Auf dem Dach der Welt, vom 14.04. – 09.05.2011

Wir sind überwältigt! Von der Höhenluft, die uns stoßweise atmen lässt. Von der geballten Ladung chinesischer Militärpräsenz in Lhasa. Von der Mischung aus Prunk und Armut, die die tibetische Kultur hervorgebracht hat.

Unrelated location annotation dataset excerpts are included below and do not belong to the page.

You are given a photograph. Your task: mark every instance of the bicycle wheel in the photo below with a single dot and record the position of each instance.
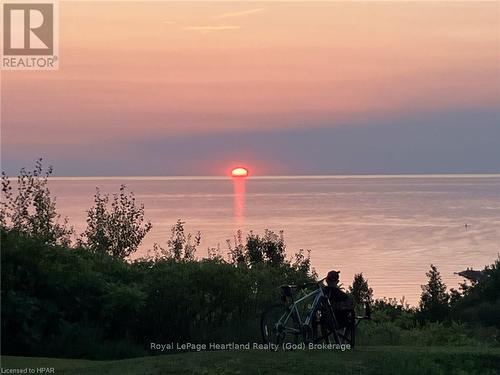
(279, 325)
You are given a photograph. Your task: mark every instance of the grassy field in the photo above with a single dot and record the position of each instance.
(364, 360)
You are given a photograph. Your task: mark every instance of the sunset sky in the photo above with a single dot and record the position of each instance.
(286, 88)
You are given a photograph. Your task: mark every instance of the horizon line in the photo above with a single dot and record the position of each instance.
(257, 177)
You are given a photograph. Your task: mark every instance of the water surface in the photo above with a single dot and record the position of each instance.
(391, 228)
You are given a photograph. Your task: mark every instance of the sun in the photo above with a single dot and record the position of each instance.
(239, 172)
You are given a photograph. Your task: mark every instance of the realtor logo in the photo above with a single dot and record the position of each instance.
(29, 35)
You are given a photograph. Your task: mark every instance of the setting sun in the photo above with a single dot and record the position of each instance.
(239, 172)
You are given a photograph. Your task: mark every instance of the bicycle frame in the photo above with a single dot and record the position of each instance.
(293, 310)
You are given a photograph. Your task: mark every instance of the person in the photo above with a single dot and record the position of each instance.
(341, 302)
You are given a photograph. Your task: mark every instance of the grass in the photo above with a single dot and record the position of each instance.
(363, 360)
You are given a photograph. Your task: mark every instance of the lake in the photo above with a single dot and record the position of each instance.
(391, 228)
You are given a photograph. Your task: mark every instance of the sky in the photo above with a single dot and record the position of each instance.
(180, 88)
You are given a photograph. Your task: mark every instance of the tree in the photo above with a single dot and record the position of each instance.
(268, 249)
(434, 301)
(33, 210)
(117, 231)
(360, 290)
(180, 246)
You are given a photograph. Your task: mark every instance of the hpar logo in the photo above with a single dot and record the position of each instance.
(30, 35)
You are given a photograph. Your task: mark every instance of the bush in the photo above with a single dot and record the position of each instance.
(118, 230)
(58, 301)
(32, 209)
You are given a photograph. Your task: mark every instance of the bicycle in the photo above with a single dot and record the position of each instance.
(282, 323)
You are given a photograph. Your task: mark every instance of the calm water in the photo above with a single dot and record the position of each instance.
(389, 228)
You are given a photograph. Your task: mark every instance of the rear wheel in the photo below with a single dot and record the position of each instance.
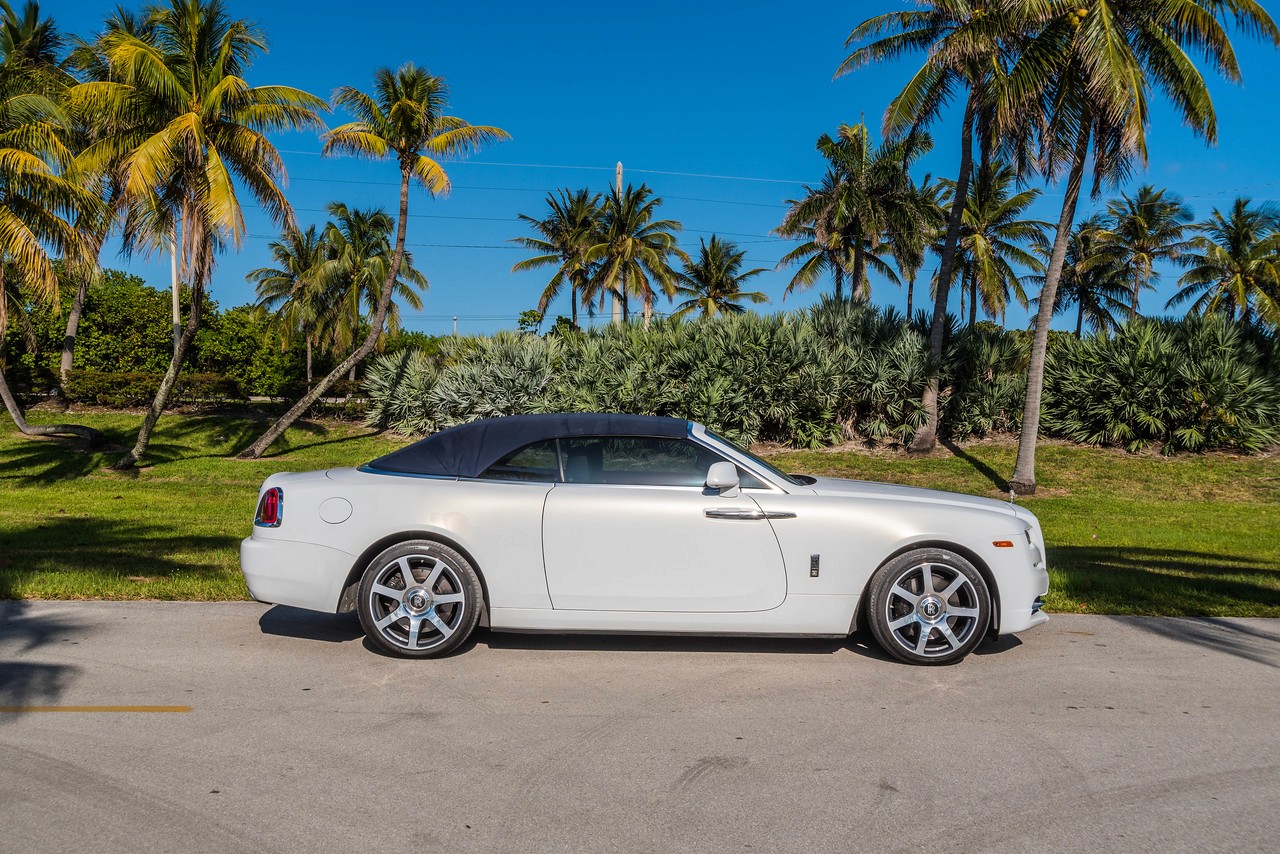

Zuerst einmal aber von der Aussicht, die uns beim Frühstück erwartet. Unser Hotel liegt etwa einen Kilometer Luftlinie vom Potala entfernt, und diese Luftlinie ist heute außergewöhnlich klar und von der Dachterrasse des Yak Hotels, in dem wir logieren, beim Frühstück zu genießen. Gegen 8:30 Uhr laufen wir los und reihen uns ein in den Pulk der Pilger, die den zentralen Tempel Jokhang im Uhrzeigersinn umrunden. Gebetsmühlen werden eifrig gedreht und Räucherstäbchen abgebrannt. Auch wir vollenden die Kora, das ist die Gebetsrunde um einen Tempel, ein Kloster oder einen heiligen Ort, wie zum Beispiel den Berg Kailash, und biegen dann in den Jokhang ab, den zentralen Tempel Lhasas, wenn nicht Tibets. Tibet Reichseiniger Songtsen Gampo begründete hier im 7. Jahrhundert das religiöse Zentrum des neu entstandenen Reiches, maßgeblicht unterstützt von seinen beiden Gemahlinen, einer nepalesischen und einer chinesischen Prinzessin. Beide brachten heilige Buddhafiguren mit nach Lhasa, die im Jokhang ihre Heimat fanden und den Weg für die buddhistische Umgestaltung des Landes ebneten. Zwei Prinzessinen aus den mächtigen Nachbarländern, die zudem noch finanzielle Mittel und religiöse Ideen mitbrachten, da liess es sich für den tibetischen König durchaus ruhig schlafen.

Das waren noch Zeiten, die Nachbarn im heiligen Stand der Ehe vereint, Heiratspolitik, um Kriege zu vermeiden. Zumindest Tibet als Land hat das sehr gut getan bzw. Tibet hat sich damals als Land definiert, als vereinigtes Königreich. Das einfache Volk hatte allerdings wenig davon und war die Folgejahrhunderte auch immer am falschen Ende der Nahrungskette. Daran hat die Herrschaft der Dalai Lamas ab dem 14. Jahrhundert (die ersten zwei davon rückwirkend in dieses Amt erhoben um eine Tradition zu schaffen, damals, als der dritte, also eigentlich der erste Dalai Lama die Herrschaft der Gelbkappensekte in Politik und Religion zementierte) leider auch nichts geändert, eher im Gegenteil. „Wir büßen jetzt für das, was wir unserem Volk über Jahrhunderte angetan haben,“ schreibt der 14. Dalai Lama in seiner Biographie.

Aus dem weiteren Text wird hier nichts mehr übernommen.